En lisant le titre de ce texte, on irait très vite penser soit à celui de Roger GAILLARD se rapportant à la déroute de l’Intelligence ou à celui d’Alain FINKIELKRAUT traitant de la défaite de la pensée. Il ne s’agit pourtant ni de  GAILLARD ni de FINKIELKRAUT, il se veut être un constat sur trente ans, soit de 1986 à 2016… 1986, j’avais quinze ans et j’étais au début d’une adolescence où par delà les effervescences de ce temps, je pouvais rêver de beaucoup de choses, si ce n’est d’une belle Haïti mais tout de même d’un pays oú la lutte ne serait pas seulement pour la survie … Nous avons souhaité nous battre pour la vie mais faute de mieux ou de boussole, nos frères et sœurs haïtiens courent après la survie car aujourd’hui, la vie se vit si difficilement ici.

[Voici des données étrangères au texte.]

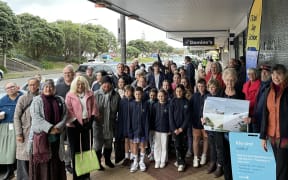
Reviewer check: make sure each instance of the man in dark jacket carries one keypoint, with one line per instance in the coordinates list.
(190, 71)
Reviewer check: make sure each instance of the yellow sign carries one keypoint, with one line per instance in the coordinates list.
(253, 36)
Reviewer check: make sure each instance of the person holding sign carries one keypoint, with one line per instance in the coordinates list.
(274, 127)
(230, 79)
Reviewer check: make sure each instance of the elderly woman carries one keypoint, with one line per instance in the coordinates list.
(250, 89)
(48, 114)
(7, 134)
(82, 110)
(274, 127)
(229, 77)
(215, 73)
(22, 123)
(97, 83)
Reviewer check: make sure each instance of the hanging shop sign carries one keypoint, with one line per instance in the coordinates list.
(198, 41)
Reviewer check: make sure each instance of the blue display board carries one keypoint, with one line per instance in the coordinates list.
(249, 160)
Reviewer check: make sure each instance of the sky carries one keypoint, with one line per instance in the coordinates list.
(83, 11)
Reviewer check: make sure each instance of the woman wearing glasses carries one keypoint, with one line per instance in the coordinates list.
(48, 114)
(7, 133)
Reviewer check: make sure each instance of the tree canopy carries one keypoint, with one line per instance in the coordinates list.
(9, 30)
(36, 38)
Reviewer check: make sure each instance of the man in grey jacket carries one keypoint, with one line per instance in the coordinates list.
(107, 100)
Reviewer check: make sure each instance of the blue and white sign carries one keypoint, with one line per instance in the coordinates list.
(249, 160)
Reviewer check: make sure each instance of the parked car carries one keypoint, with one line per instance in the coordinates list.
(24, 88)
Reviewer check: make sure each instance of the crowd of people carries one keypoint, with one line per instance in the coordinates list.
(142, 114)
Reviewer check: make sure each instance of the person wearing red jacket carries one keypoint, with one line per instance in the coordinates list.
(250, 89)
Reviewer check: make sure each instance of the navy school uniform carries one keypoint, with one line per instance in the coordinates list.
(178, 118)
(178, 114)
(160, 117)
(138, 125)
(150, 118)
(124, 115)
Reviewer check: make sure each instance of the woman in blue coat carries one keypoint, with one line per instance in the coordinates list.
(178, 122)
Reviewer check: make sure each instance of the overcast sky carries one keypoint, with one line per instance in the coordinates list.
(82, 11)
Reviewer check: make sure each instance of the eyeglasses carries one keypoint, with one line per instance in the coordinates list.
(10, 88)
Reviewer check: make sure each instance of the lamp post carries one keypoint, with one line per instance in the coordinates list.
(79, 37)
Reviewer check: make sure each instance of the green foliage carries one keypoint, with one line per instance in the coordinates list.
(39, 37)
(9, 30)
(3, 69)
(139, 44)
(47, 64)
(132, 52)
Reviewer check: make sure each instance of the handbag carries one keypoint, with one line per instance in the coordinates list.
(86, 161)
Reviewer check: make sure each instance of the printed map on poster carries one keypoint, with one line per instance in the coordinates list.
(223, 114)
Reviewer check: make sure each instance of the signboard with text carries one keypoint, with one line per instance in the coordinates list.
(198, 41)
(249, 160)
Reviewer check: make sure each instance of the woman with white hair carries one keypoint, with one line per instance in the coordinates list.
(82, 110)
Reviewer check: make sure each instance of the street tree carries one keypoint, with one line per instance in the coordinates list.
(132, 52)
(9, 29)
(39, 37)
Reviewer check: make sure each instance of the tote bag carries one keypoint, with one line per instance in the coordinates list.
(86, 161)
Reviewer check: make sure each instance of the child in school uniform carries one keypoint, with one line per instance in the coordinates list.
(160, 117)
(197, 103)
(124, 116)
(152, 100)
(167, 87)
(216, 153)
(178, 122)
(138, 128)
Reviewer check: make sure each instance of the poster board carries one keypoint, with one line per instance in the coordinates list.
(249, 160)
(224, 114)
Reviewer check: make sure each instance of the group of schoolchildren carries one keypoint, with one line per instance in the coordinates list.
(150, 122)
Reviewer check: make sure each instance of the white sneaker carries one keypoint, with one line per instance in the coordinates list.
(157, 165)
(142, 166)
(162, 165)
(134, 167)
(195, 162)
(181, 168)
(203, 159)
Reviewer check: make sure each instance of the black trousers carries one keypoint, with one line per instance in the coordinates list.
(180, 142)
(281, 156)
(74, 141)
(22, 170)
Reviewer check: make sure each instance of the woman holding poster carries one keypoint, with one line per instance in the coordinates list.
(229, 77)
(274, 127)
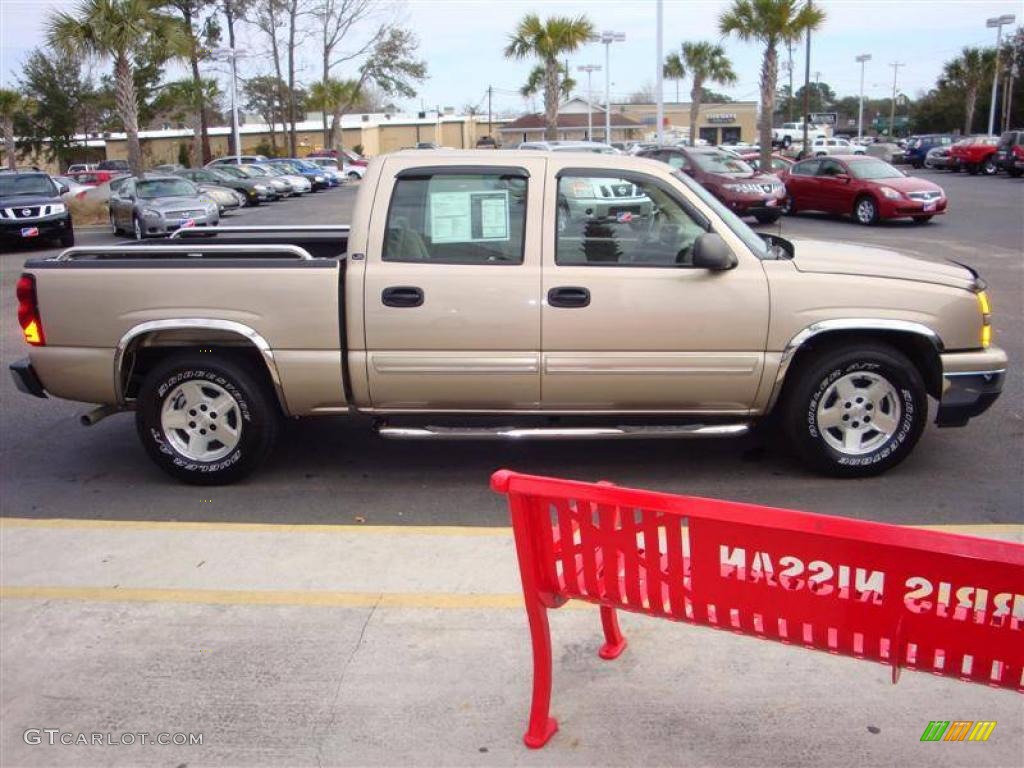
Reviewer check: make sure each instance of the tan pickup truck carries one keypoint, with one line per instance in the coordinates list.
(512, 295)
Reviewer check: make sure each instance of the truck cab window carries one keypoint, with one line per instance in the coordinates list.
(457, 219)
(623, 222)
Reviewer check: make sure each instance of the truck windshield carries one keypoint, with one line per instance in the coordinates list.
(11, 185)
(165, 187)
(750, 238)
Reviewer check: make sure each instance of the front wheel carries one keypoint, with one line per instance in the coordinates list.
(865, 210)
(856, 412)
(204, 420)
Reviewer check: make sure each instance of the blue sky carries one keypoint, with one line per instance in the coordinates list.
(462, 42)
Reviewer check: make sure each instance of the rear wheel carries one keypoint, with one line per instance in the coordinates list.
(206, 421)
(865, 210)
(856, 411)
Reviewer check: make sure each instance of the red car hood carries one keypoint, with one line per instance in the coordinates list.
(847, 258)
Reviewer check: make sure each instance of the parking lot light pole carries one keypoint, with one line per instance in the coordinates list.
(231, 54)
(606, 39)
(998, 23)
(860, 108)
(590, 97)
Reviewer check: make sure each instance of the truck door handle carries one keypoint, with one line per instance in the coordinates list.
(402, 296)
(568, 296)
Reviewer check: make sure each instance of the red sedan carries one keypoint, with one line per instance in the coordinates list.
(867, 188)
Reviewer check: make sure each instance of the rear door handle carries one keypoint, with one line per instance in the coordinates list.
(402, 296)
(568, 297)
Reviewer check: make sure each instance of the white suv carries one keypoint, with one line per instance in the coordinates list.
(835, 146)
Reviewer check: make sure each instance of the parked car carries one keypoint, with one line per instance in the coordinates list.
(866, 188)
(821, 146)
(975, 155)
(270, 176)
(233, 160)
(1006, 158)
(778, 163)
(741, 189)
(887, 152)
(31, 209)
(156, 206)
(300, 184)
(253, 192)
(792, 132)
(938, 158)
(650, 334)
(919, 146)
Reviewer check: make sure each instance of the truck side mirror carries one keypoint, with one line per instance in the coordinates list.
(712, 252)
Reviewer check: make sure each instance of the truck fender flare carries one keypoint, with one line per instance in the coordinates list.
(136, 333)
(845, 324)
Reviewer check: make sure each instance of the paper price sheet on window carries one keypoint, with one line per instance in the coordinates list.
(469, 216)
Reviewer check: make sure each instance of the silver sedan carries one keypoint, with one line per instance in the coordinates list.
(157, 206)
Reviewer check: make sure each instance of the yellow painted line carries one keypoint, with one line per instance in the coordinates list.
(255, 527)
(1005, 529)
(248, 597)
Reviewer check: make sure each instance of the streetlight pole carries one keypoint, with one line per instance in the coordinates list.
(606, 39)
(863, 57)
(659, 74)
(232, 54)
(590, 97)
(997, 23)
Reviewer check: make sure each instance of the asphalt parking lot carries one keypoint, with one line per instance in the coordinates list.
(335, 470)
(356, 602)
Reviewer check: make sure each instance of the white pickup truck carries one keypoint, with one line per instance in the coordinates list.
(487, 295)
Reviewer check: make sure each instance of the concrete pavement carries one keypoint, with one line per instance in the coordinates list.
(347, 645)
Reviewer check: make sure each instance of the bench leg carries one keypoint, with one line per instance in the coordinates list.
(614, 643)
(542, 725)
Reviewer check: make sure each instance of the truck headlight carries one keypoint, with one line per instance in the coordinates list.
(986, 318)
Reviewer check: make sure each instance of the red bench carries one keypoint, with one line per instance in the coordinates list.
(949, 604)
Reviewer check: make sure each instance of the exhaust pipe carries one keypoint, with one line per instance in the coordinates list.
(98, 414)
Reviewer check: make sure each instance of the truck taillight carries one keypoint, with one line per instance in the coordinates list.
(28, 311)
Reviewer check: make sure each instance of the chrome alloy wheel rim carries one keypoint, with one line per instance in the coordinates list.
(858, 413)
(202, 421)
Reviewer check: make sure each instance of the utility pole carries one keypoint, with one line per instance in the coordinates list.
(807, 94)
(861, 59)
(892, 108)
(997, 23)
(659, 73)
(590, 97)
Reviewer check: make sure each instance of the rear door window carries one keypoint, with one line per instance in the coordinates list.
(475, 218)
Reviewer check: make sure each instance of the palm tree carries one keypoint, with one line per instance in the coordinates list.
(771, 23)
(968, 73)
(536, 81)
(707, 62)
(11, 102)
(116, 29)
(334, 96)
(674, 69)
(548, 41)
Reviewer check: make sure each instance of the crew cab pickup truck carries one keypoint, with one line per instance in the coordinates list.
(458, 305)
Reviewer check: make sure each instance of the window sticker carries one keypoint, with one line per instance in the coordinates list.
(469, 216)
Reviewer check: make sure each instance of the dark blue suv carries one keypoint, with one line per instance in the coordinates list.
(918, 146)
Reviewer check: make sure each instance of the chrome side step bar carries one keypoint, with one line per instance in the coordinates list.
(564, 433)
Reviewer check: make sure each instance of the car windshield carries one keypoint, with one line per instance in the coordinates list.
(11, 185)
(736, 224)
(165, 187)
(872, 169)
(721, 162)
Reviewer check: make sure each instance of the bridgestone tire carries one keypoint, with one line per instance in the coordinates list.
(814, 379)
(256, 411)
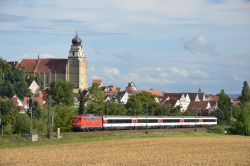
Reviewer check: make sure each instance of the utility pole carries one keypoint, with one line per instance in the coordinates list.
(195, 120)
(30, 111)
(147, 119)
(106, 108)
(1, 123)
(49, 116)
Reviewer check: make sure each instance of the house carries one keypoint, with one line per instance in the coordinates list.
(34, 87)
(98, 82)
(199, 107)
(123, 97)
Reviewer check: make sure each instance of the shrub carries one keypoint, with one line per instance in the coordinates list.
(63, 116)
(22, 124)
(217, 129)
(8, 129)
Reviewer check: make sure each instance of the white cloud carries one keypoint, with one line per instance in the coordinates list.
(28, 55)
(199, 44)
(111, 72)
(46, 55)
(201, 74)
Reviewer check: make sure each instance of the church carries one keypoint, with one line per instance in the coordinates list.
(74, 69)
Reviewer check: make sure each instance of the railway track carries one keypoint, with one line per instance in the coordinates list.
(134, 131)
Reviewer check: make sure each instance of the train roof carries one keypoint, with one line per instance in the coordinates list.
(128, 117)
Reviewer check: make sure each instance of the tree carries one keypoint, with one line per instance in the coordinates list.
(96, 104)
(242, 124)
(12, 81)
(61, 92)
(137, 104)
(8, 111)
(81, 102)
(114, 108)
(245, 93)
(223, 113)
(22, 124)
(63, 117)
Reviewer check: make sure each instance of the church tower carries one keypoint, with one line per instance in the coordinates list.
(77, 67)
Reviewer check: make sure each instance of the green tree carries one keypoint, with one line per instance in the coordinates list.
(22, 124)
(8, 111)
(62, 93)
(114, 108)
(63, 117)
(242, 124)
(81, 102)
(137, 104)
(223, 113)
(12, 81)
(245, 93)
(96, 103)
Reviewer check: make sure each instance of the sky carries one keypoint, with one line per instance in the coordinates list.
(171, 45)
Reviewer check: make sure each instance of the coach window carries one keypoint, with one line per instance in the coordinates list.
(171, 120)
(209, 120)
(189, 120)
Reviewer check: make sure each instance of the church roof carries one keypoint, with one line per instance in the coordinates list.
(44, 65)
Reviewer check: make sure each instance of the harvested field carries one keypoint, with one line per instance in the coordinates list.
(216, 150)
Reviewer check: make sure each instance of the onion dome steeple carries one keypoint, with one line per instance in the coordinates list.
(76, 40)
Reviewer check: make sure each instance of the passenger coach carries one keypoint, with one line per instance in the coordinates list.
(92, 122)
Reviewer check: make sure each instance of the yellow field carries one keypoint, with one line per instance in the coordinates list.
(217, 150)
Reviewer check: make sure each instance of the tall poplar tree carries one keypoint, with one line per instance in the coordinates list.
(245, 93)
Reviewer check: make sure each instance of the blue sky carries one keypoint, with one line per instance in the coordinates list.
(174, 46)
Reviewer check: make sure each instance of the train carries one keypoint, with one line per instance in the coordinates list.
(90, 122)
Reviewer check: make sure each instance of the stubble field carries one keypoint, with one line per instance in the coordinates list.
(216, 150)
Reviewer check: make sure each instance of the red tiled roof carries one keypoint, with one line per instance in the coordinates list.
(98, 82)
(202, 105)
(176, 96)
(154, 92)
(44, 65)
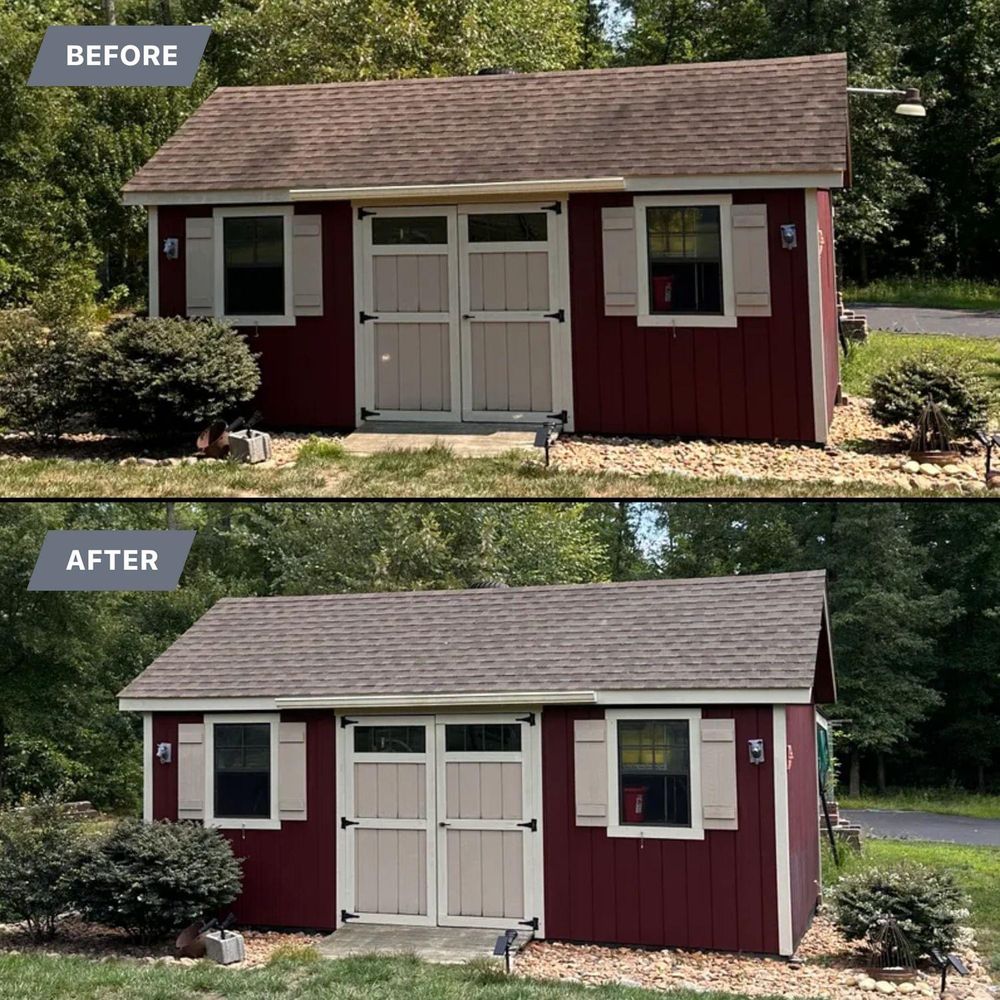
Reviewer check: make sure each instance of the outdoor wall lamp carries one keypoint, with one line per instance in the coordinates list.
(910, 105)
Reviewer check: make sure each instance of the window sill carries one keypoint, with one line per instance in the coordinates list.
(637, 830)
(686, 320)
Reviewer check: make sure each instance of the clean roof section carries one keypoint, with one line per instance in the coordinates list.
(767, 116)
(726, 633)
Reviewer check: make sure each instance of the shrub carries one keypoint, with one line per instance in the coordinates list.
(900, 393)
(152, 879)
(173, 375)
(926, 902)
(40, 847)
(44, 374)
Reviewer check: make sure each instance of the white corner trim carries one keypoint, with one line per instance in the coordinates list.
(225, 823)
(816, 340)
(153, 270)
(219, 215)
(782, 849)
(615, 828)
(732, 182)
(724, 203)
(542, 186)
(147, 767)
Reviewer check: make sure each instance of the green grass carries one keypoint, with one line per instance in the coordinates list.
(933, 293)
(326, 471)
(946, 801)
(41, 977)
(977, 870)
(883, 349)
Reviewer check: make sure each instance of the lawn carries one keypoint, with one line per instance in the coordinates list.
(976, 868)
(947, 801)
(43, 977)
(932, 293)
(884, 348)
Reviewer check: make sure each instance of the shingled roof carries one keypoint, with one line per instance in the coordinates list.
(737, 632)
(743, 117)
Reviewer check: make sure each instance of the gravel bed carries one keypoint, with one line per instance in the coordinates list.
(860, 450)
(824, 966)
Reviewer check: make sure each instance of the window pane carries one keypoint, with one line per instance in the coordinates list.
(654, 772)
(503, 227)
(389, 739)
(253, 253)
(242, 759)
(685, 259)
(500, 737)
(393, 231)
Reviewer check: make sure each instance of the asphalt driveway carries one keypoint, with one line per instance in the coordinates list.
(907, 825)
(909, 319)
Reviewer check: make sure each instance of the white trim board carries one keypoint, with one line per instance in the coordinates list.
(782, 848)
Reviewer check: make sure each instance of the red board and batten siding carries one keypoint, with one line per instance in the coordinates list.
(307, 369)
(289, 875)
(754, 381)
(803, 815)
(718, 893)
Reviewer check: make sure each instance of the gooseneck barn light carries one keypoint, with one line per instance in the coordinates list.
(910, 105)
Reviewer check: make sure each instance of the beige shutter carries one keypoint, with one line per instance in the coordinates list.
(751, 273)
(199, 267)
(307, 265)
(590, 769)
(190, 771)
(292, 770)
(621, 270)
(718, 774)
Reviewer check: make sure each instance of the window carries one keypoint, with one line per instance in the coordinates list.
(409, 229)
(253, 265)
(502, 737)
(390, 739)
(241, 764)
(684, 256)
(654, 773)
(508, 227)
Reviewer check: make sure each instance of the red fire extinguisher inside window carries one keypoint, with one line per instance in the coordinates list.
(635, 804)
(663, 292)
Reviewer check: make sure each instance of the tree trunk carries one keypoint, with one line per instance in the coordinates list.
(854, 781)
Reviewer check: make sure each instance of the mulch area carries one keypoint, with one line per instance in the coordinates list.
(77, 937)
(859, 450)
(826, 965)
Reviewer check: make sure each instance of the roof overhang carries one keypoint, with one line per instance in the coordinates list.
(543, 186)
(475, 699)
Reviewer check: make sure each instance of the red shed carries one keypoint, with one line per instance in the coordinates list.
(630, 763)
(646, 250)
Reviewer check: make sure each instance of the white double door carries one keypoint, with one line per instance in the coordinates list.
(439, 820)
(461, 315)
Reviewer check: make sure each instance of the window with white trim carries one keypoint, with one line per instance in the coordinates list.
(253, 265)
(684, 254)
(241, 761)
(654, 773)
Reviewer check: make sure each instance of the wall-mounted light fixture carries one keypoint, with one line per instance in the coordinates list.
(911, 105)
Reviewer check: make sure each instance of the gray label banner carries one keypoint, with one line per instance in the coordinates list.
(111, 560)
(119, 56)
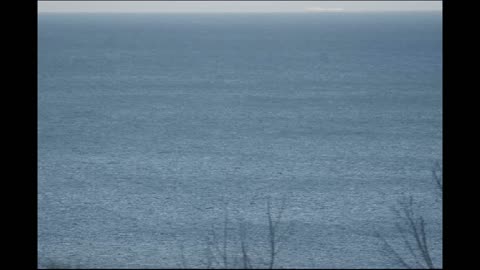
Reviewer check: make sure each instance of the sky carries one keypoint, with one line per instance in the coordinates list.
(236, 6)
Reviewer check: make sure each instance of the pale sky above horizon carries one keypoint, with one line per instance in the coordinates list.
(236, 6)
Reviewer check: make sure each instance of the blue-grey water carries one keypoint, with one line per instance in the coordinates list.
(150, 126)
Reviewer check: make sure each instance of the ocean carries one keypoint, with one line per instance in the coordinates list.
(156, 130)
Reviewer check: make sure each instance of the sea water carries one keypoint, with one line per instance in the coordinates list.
(153, 130)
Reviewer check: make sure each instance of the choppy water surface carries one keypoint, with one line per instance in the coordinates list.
(148, 125)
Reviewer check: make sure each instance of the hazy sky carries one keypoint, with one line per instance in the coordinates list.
(236, 6)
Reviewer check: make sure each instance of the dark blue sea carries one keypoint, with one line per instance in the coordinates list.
(157, 131)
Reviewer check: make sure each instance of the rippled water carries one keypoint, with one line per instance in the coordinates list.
(148, 125)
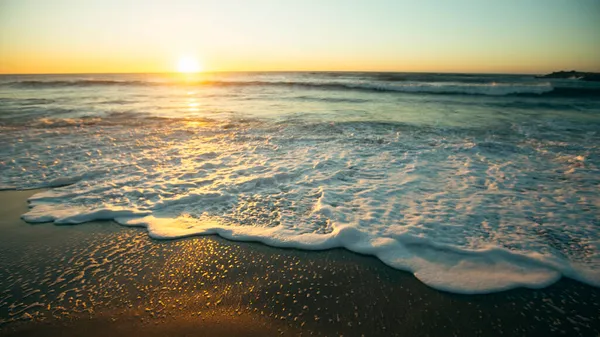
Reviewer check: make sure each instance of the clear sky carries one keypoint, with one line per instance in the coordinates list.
(515, 36)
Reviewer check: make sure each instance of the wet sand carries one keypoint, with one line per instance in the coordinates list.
(99, 279)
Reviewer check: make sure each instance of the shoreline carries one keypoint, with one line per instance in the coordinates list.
(106, 278)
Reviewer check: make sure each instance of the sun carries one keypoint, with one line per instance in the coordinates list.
(188, 64)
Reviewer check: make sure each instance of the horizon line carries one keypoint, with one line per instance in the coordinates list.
(283, 71)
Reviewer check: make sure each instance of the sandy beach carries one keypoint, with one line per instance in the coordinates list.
(102, 279)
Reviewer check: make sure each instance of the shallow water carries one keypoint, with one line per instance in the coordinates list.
(473, 183)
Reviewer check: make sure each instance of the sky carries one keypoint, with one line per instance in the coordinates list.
(478, 36)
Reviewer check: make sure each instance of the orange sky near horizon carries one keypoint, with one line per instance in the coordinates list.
(68, 36)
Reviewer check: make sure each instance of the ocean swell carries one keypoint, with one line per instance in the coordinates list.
(463, 210)
(456, 88)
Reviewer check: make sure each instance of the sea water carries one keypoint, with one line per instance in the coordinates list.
(474, 183)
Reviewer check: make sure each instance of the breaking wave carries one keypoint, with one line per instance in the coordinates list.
(456, 88)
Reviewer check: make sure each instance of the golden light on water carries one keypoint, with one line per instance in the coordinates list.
(187, 64)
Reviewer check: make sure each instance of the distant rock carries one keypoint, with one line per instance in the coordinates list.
(576, 75)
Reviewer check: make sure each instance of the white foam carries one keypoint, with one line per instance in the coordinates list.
(484, 205)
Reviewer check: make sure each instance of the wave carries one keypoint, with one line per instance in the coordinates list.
(445, 88)
(441, 266)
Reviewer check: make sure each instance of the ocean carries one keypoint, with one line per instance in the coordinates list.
(473, 183)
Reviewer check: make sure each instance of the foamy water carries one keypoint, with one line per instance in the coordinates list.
(473, 183)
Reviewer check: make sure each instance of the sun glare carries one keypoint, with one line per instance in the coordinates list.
(188, 64)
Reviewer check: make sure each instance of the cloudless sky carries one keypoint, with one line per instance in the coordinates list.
(515, 36)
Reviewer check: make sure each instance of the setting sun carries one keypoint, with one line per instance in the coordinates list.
(188, 64)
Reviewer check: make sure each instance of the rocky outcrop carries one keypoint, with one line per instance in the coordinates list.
(577, 75)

  Il ne fait pas de doute qu’aujourd’hui, au regard de tout ce qui se donne à voir comme image par les acteurs qui occupent le devant de la scène publique, le changement d’Haïti, auquel s’accroche désespérément une poignée d’haïtiens encore obnubilée par l’idée que les choses pourraient se faire autrement, est nul et non avenu. Inutile d’aller par quatre chemins pour s’en rendre compte quand on observe que sur les réseaux sociaux, dans les émissions d’analyse politique, voire dans les conversations quotidiennes rythmées entre autres par l’inquiétude de l’insécurité grandissante, de la cherté des produits et de la  chute vertigineuse de la gourde, une préoccupation: quel temps de loup  atteint de rage  vivons-nous ?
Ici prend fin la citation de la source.